The less palatable reality is that a responsibly scaled Automation initiative often requires a substantial amount of upfront work (i.e., you can’t always just “start small”). 

Imagine you’re trying to build a house. I can give you a few pallets of wood and a few cases of nails, and you may be able to build a room. If I give you more wood, more nails, maybe even some labor, you can start adding on to it, but without a blueprint (or a vision of some sortrework will pretty much be inevitable, and you'll probably be severely dissatisfied with the final product - windows looking into other rooms, split levels, etc... 

Have you ever walked into someone’s house and noticed an interior brick wall that looks like it should be an exterior brick wall? It’s probably because it was an exterior brick wall. This same thing happens with Automation programs: businesses buy the tools, start building without a “blueprint”, and it shows. 

Let’s take a look at a few Automation examples - 

We had a client who invested heavily in RPA. Once the licenses were acquired, it was off to the races! Their developers were rolling out tasks prolifically. But, since oversight was an afterthought, no COE was established, no best practices were enforced, and no reuse was identified. The honeymoon phase ended when a few key web interfaces shifted, and they had 30-40 bots quit working overnight. This wasn't a “good look", especially in the eyes of upper management. Regardless of the way it was perceived, the reality is that all this could have been avoided with just a little more planning. 

We had another client using our Workflow tool. They had several process applications deployed across a sizeable environment. In this instance, reuse actually was a focus area. The problem was that, in several cases, it was contrived. Services were so reusable and so dynamic that nobody on their in-house development team knew how they really worked (they also suffered from high turnover). As a result, developers were frequently making changes to one “path” which broke something in another.
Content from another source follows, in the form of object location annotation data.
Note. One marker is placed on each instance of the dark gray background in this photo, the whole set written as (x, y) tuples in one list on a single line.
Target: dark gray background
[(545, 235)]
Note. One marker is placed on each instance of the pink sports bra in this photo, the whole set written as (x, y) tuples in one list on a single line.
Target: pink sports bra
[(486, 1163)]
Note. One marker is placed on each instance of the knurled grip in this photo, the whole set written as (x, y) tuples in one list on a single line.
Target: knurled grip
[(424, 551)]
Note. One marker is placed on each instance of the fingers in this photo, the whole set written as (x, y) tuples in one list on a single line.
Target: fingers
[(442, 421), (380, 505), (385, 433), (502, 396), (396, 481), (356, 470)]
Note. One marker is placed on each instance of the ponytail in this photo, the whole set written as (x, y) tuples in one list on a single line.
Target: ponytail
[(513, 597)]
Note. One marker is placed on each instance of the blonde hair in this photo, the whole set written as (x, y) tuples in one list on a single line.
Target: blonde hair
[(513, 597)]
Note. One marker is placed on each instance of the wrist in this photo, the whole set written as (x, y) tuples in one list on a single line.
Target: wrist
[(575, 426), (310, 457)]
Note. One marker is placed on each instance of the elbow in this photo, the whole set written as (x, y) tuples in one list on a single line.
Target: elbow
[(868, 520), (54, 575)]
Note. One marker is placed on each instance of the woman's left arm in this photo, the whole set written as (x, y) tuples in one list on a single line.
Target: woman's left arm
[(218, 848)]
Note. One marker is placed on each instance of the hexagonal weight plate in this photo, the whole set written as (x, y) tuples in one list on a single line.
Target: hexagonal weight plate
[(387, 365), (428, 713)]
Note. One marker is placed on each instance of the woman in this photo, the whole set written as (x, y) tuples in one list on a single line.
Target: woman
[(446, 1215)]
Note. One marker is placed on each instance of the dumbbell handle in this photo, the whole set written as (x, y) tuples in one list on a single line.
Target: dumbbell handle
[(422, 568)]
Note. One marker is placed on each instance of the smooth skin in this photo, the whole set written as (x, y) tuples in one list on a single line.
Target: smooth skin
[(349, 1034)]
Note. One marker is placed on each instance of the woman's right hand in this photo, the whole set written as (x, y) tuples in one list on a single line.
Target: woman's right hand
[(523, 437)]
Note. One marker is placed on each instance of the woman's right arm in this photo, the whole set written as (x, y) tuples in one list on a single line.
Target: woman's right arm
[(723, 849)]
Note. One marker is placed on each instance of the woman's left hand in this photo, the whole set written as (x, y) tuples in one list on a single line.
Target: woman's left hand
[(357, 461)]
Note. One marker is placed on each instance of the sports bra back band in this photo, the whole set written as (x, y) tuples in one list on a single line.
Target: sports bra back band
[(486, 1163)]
In both of these examples, the culprit isn't the technology - it is a lack of vision, planning and expertise. If they had a better understanding of what they were trying to accomplish, paired with a sturdy plan and some professional help, these issues would not exist. 

Automation is an art form, like architecture or... art. Imagine giving paint brushes and a canvas to a team of twenty and expecting a Mona Lisa-esque result. Without a plan? Without guidance? Without expertise? Not gonna happen.

Expertise is important. Companies like Salient Process are here to help stand up successful, long-term Automation programs. We spot pitfalls ahead of time so you don’t have to “learn the hard way.”

The fact that our tools are low-no code and extremely accessible sometimes gives clients the false impression that expertise is optional. A hammer is low-no code and extremely accessible. A saw is no code. I have several hammers and a saw, yet I can't build furniture. Expertise is not optional.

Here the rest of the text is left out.